Il più giapponese dei registi nipponici. Così è stato definito in occidente Yasujiro Ozu, forse per distinguerlo dal suo più celebre allievo, Akira Kurosawa, giudicato più vicino al gusto estero. Come spesso accade, le categorizzazioni si rivelano fuorvianti e Inizio di primavera lo dimostra. Proseguendo su due binari paralleli, come già avveniva nei suoi due film precedenti (Il sapore del riso al tè verde, Viaggio a Tokyo), Ozu indaga sui mutamenti della società e del costume giapponese e contemporaneamente analizza i rapporti umani partendo dal nucleo familiare.
Poggiando sul perno narrativo della relazione clandestina fra un impiegato sposato e una sua giovane collega, il film si apre come un ventaglio, toccando alcuni nodi cruciali della vita tra cui il lutto, la malattia, l’attesa di un figlio, la condizione lavorativa, la separazione e la riunione. Partendo quindi dal microcosmo della città di Tokyo, porta a compimento un racconto della vita colta nella sua accezione più universale. La figura dell’impiegato viene eretta a simbolo della modernità, di una società che cambia, si modernizza, assimila usi e costumi di un’altra cultura (quella americana delle forze d’occupazione).
Ozu racconta tutto questo con il suo stile contemplativo, che rinnega facili sensazionalismi emotivi e situazioni melodrammatiche. Forse è proprio in questa apparente freddezza che la critica vide del “giapponismo”. Il film più lungo della carriera del regista procede lentamente, con sequenze fatte di piccoli spostamenti d’accento invece che di colpi di scena, rendendo la macchina da presa innanzitutto un fenomenale strumento d’indagine. È uno stile preciso e calcolato, che quasi abolisce i movimenti di macchina per concentrarsi sulla composizione plastica dell’inquadratura, spesso ricca di dettagli e profondità.
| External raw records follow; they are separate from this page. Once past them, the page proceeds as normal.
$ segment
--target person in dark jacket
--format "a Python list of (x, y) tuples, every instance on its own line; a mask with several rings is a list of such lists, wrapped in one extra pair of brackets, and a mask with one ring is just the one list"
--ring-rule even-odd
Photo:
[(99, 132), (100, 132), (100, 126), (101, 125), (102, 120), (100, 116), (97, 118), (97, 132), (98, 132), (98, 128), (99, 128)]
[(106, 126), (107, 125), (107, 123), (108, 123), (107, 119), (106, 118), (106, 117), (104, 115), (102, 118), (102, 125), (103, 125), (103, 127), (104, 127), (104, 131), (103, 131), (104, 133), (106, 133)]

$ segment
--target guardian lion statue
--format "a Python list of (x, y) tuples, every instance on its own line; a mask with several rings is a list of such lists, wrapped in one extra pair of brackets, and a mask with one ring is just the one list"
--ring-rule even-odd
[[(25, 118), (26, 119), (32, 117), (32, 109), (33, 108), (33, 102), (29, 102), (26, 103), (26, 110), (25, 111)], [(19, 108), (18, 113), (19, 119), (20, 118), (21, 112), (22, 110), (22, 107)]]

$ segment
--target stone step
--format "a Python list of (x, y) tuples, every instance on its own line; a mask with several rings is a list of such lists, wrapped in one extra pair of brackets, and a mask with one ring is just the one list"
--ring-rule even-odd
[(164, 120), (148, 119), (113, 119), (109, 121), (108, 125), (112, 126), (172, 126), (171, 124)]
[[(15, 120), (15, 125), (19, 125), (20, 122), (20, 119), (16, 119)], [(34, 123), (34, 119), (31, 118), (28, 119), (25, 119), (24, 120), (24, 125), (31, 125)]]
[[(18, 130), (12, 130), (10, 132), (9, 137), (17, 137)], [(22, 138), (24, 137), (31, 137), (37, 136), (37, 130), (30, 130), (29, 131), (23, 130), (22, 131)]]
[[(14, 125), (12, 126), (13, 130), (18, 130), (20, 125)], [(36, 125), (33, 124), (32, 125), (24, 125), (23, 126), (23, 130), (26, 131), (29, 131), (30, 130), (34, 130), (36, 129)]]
Il ritmo del film è dato dal gioco di linee e volumi, dal taglio dinamico interno ad ogni singolo fotogramma. Il lato emotivo dell’opera è invece affidato ai primi piani, in cui spesso, durante certi dialoghi, i personaggi guardano quasi in camera, come a voler scappare dallo schermo e interpellare direttamente lo spettatore. Inizio di primavera è quasi un manuale di cinema, una lezione come la qualità di un regista non risieda nei mezzi che ha a disposizione, ma nella sapienza con cui vengono usati.
Ozu posiziona la macchina da presa un po’ più in basso dei suoi personaggi, con un’angolazione particolare lungo le diagonali e, nelle numerose sequenze in interni, decide di inquadrare gli ambienti dall’esterno di essi, approfittando di porte e finestre aperte per dilatare enormemente lo spazio, conferendogli una tridimensionalità degna delle migliori profondità di campo. Il più giapponese dei registi? Forse, ma, a contatto con questi personaggi fin troppo reali, nella Tokyo di Ozu ci si sente sempre a casa.